This is the mail archive of the gcc-bugs@gcc.gnu.org mailing list for the GCC project.
Index Nav:	[Date Index] [Subject Index] [Author Index] [Thread Index]
Message Nav:	[Date Prev] [Date Next]	[Thread Prev] [Thread Next]
Other format:	[Raw text]
[Bug tree-optimization/58727] New: Sub-optimal code for bit clear/set sequence

From: "niels at penneman dot org" <gcc-bugzilla at gcc dot gnu dot org>
To: gcc-bugs at gcc dot gnu dot org
Date: Mon, 14 Oct 2013 20:01:43 +0000
Subject: [Bug tree-optimization/58727] New: Sub-optimal code for bit clear/set sequence
Auto-submitted: auto-generated
http://gcc.gnu.org/bugzilla/show_bug.cgi?id=58727

            Bug ID: 58727
           Summary: Sub-optimal code for bit clear/set sequence
           Product: gcc
           Version: 4.9.0
            Status: UNCONFIRMED
          Severity: minor
          Priority: P3
         Component: tree-optimization
          Assignee: unassigned at gcc dot gnu.org
          Reporter: niels at penneman dot org

GCC generates sub-optimal but functionally correct code when successively
clearing a bit and setting another bit in an integral value, as shown in the
"clear_set" and "set_clear" functions below. To be more specific, at all
O-levels except "-O1", it emits code to clear the bit being set, prior to
setting it. When splitting the clear and set operations with exactly the same
bits, and calling them one after the other, the problem does not occur. It
looks like this behaviour is caused by an optimization pass prior to inlining.

On ARM this may cause a superfluous instruction to be emitted. In most
instructions, the 32-bit ARM ISA can only encode 8-bit immediate values. Most
of those instructions provide 4 extra bits in their encoding to specify a
rotation. This implies that when the bit being set ("SET" in the test case
below) is close enough to the bit being cleared ("CLEAR"), the code generation
phase merges the superflous clear for "SET" with the one for "CLEAR". When the
bits are too far apart, however, an extra clear instruction is generated, even
when optimizing with "-Os".

It looks like the root cause is a problem in the optimizer and not the code
generator, since the same behaviour can be observed on x86_64. However, in the
latter case this "bug" does not alter the number of instructions required.
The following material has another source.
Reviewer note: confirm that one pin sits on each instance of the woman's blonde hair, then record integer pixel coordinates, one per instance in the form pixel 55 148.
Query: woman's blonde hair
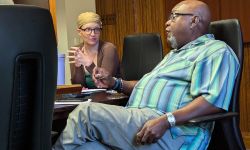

My
knowledge of the x86 architecture is limited so I have no clue whether it
causes any inefficiencies at all (instruction width, perhaps?).

The test case below contains six functions:
- "clear_set" and "set_clear" suffer from the problem described above: the
compiler usually emits a superfluous clear for the bit being set;
- "clear" and "set" perform the individual operations;
- "clear_set_inline" and "set_clear_inline" are used to demonstrate that the
problem does not occur when splitting and inlining the operations.

The tests were performed on a Gentoo x86_64 Linux system; GCC versions for both
native and cross-compiler are given below.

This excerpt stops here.